Así, el artículo 110 de la
Constitución prescribe que «El Estado podrá tomar a su cargo los servicios
públicos cuando los intereses sociales así lo exijan, prestándolos
directamente, por medio de las instituciones oficiales autónomas o de los
municipios. También le corresponde regular y vigilar los servicios públicos
prestados por empresas privadas (...)».
Resulta de lo
anterior las figuras de la privatización y concesión de servicios públicos
(para el caso en concreto, del suministro de energía eléctrica), las cuales no
implican una total libertad para el funcionamiento de los sectores pertinentes
y las reglas del mercado. Así, existe normativa y directrices especiales que
habilitan la intervención estatal, dentro de límites y supuestos concretos,
enfocadas a establecer reglas que impulsen la competencia, generen normas de
calidad y seguridad, aseguren la estabilidad de los suministros y que protejan
al usuario.
Consecuentemente,
surge la figura del ente regulador —SIGET—, cuya labor principal es vigilar que
el sector se mantenga funcionando y que se garantice el suministro del servicio
de electricidad. Así, el ente regulador cuenta con legitimación técnica de
intervención y regulación en los límites legales establecidos, procurando condiciones
de competencia en el mercado, garantizando las obligaciones derivadas de la prestación de un servicio
público, respetando los derechos de los usuarios y conjugando la libertad de
empresa con la regulación y supervisión del Estado en la prestación del
suministro del servicio público.
En este iter lógico,
la creación de la SIGET responde a la tendencia mundial a favor de la
liberalización de ciertos sectores económicos sometidos a intervención estatal.

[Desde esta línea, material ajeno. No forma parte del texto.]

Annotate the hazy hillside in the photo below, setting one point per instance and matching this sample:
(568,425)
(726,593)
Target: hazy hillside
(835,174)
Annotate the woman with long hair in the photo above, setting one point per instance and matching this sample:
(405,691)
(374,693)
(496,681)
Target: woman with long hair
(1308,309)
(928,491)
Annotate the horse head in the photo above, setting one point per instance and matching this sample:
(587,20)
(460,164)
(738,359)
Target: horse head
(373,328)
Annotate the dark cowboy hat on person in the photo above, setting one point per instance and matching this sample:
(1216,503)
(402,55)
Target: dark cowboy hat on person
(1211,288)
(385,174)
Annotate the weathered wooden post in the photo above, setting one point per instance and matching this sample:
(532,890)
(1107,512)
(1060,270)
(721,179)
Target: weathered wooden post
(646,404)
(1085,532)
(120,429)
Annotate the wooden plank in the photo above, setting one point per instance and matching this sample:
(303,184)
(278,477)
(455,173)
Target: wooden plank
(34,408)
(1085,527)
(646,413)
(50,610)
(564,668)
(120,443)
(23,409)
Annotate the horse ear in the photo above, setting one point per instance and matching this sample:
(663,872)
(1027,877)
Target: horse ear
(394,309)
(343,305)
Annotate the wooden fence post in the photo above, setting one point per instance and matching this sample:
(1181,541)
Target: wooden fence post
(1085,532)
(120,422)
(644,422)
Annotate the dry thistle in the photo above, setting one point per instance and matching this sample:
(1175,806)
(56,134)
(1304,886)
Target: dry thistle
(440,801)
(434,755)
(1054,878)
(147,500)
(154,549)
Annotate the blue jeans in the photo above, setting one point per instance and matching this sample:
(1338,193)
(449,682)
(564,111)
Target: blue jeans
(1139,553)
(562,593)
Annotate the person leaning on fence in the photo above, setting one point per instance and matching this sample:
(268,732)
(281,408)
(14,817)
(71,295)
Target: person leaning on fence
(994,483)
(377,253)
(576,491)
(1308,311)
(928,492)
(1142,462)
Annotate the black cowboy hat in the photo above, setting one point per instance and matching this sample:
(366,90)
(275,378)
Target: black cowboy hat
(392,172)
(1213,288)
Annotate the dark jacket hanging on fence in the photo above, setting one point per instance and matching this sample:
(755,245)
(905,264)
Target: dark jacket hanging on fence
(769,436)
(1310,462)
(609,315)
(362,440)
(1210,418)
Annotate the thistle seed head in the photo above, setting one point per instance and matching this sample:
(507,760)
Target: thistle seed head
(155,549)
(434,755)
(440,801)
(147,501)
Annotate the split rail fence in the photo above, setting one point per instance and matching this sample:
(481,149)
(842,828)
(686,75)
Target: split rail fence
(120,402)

Así, el Estado pasa, de ser el prestador directo del servicio, a ser un
vigilante y guardián del buen funcionamiento de dicho sector.
La SIGET es un ente
regulador que se configura, precisamente, como el órgano estatal encargado de
regular y controlar el servicio de energía eléctrica dentro de una relación
jurídica en la cual el Estado modula el binomio operador-proveedor en aras de
garantizar el interés general.
Indudablemente la SIGET responde
a la necesidad de una legitimación técnica de intervención y a una nueva
modalidad de regulación con los límites establecidos en la Ley. En todo caso,
ejerce un equilibrio entre mantener dinámicamente condiciones de competencia en
el mercado, y garantizar las obligaciones de servicio público y los derechos de
los usuarios.
Justamente, los considerandos III
y IV de la Ley de Creación de la Superintendencia General de Electricidad y
Telecomunicaciones -en adelante LCSIGET-, expresan «Que para incentivar la
inversión privada en los sectores de electricidad y telecomunicaciones, es
necesaria la creación de un marco regulatorio claro, que proporcione seguridad
a los agentes económicos que participen en sus distintas actividades, a la vez
que Miente la competencia y limite la discrecionalidad regulatoria» y «Que para
cumplir con lo anterior, es necesaria la creación de un organismo
especializado, que regule las actividades y supervise el cumplimiento de las
normas establecidas para los sectores de electricidad y telecomunicaciones».
En su artículo 5, la
LCSIGET establece las atribuciones de la SIGET, entre las cuales destacan la
aplicación de los tratados, leyes y reglamentos que regulen las actividades de
los sectores de electricidad y de telecomunicaciones (potestad de vigilancia);
el dictar normas y estándares técnicos aplicables a los sectores de
electricidad y de telecomunicaciones, así como dictar las normas
administrativas aplicables en la institución (potestad normativa y de auto
organización); el dirimir conflictos entre operadores de los sectores de
electricidad y telecomunicaciones, de conformidad con lo dispuesto en las
normas aplicables (potestad arbitral); y, la realización de todos los actos,
contratos y operaciones que sean necesarios para cumplir los objetivos que le
impongan las leyes, reglamentos y demás disposiciones de carácter general.”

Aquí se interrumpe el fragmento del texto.